Everybody is Irish on Saint Patrick's Day. So it's no surprise that just about everyone (and their Irish uncle) is looking up the history of the patron saint of the Emerald Isle.
Over the past 24 hours, Web searches for "st. patrick" and "who was st. patrick" have both tripled. Add to that the related searches on "was st. patrick really irish" and "did st. patrick get rid of all the snakes in ireland." Here now are some quick answers to those questions and more.
Was St. Patrick Irish?
According to History.com , St. Patrick was actually born in Britain. At the age of 16, he was captured by Irish raiders and transported across the sea to Ireland. After spending six years in captivity, Patrick escaped, traveled back to Britain, and trained to become a priest. Once his training was complete, he returned to Ireland "to minister to Christians already living in Ireland and to begin to convert the Irish."
Did St. Patrick rid Ireland of snakes?
Sorry, but no. It is true that there are no snakes in Ireland these days, but there never were any. National geographic that because Ireland is surrounded by chilly waters, there is no way snakes could migrate there in the first place. National Geographic speculates that the snakes could be symbolic of the "pagan ways" that St. Patrick drove out of Ireland.
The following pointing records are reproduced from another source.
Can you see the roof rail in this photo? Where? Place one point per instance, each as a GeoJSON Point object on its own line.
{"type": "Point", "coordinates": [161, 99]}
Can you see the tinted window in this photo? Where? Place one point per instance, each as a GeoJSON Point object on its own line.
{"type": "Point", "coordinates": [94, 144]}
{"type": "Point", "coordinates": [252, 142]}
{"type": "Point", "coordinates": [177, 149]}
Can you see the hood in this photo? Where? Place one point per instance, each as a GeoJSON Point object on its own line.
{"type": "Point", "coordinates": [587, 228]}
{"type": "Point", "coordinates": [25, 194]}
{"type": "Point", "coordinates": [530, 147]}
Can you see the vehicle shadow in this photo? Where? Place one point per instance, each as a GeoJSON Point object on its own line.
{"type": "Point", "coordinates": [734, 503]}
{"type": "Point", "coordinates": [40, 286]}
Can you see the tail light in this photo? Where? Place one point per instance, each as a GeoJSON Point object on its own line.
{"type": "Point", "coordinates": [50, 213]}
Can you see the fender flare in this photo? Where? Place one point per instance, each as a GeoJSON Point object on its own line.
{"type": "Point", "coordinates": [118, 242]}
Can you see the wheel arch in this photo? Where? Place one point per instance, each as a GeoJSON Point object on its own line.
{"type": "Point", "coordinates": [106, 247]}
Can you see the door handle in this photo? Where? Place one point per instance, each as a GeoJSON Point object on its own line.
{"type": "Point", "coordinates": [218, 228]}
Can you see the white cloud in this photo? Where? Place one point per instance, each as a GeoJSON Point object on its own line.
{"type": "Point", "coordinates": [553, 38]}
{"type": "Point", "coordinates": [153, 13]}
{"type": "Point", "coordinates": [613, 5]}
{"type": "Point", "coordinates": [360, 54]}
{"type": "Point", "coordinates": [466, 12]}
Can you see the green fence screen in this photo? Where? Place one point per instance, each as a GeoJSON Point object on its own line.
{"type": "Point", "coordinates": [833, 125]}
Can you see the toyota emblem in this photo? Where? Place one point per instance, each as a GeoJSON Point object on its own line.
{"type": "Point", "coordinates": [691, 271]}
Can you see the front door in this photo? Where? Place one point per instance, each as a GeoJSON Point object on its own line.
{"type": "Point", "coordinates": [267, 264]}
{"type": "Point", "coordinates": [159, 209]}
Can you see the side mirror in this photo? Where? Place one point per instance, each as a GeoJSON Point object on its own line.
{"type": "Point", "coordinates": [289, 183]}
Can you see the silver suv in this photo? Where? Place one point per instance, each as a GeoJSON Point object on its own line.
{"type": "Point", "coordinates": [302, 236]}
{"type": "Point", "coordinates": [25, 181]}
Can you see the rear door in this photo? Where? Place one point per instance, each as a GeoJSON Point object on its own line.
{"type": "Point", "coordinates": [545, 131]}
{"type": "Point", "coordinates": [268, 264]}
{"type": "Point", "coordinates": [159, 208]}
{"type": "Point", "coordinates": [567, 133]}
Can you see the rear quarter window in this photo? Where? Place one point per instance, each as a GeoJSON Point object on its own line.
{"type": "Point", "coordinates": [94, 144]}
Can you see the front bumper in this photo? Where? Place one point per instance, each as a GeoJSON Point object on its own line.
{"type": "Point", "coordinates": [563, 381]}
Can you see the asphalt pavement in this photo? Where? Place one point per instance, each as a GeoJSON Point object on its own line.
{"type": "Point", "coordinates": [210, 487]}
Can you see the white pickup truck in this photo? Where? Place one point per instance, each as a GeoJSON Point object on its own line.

Did Patrick use clovers while preaching?
Legend says that he did. Catholic.org writes that Patrick used a three-leafed shamrock to explain the Holy Trinity to the locals. However, other sites call this story just a myth. And, by the way, a bit of trivia regarding four leaf clovers. They are indeed rare, but they aren't exactly one in a million. It's estimated that there is one four leaf clover for every 10,000 three-leaf ones.
Patrick's lasting legacy
According to author Thomas Cahill, Patrick may have been the first person in recorded history to speak out against slavery. In an interview with American Catholic, Cahill remarks: "The papacy did not condemn slavery as immoral until the end of the 19th century, but here is Patrick in the fifth century seeing it for what it is. I think that shows enormous insight and courage and a tremendous 'fellow feeling'—the ability to suffer with other people, and to understand what other people's suffering is like."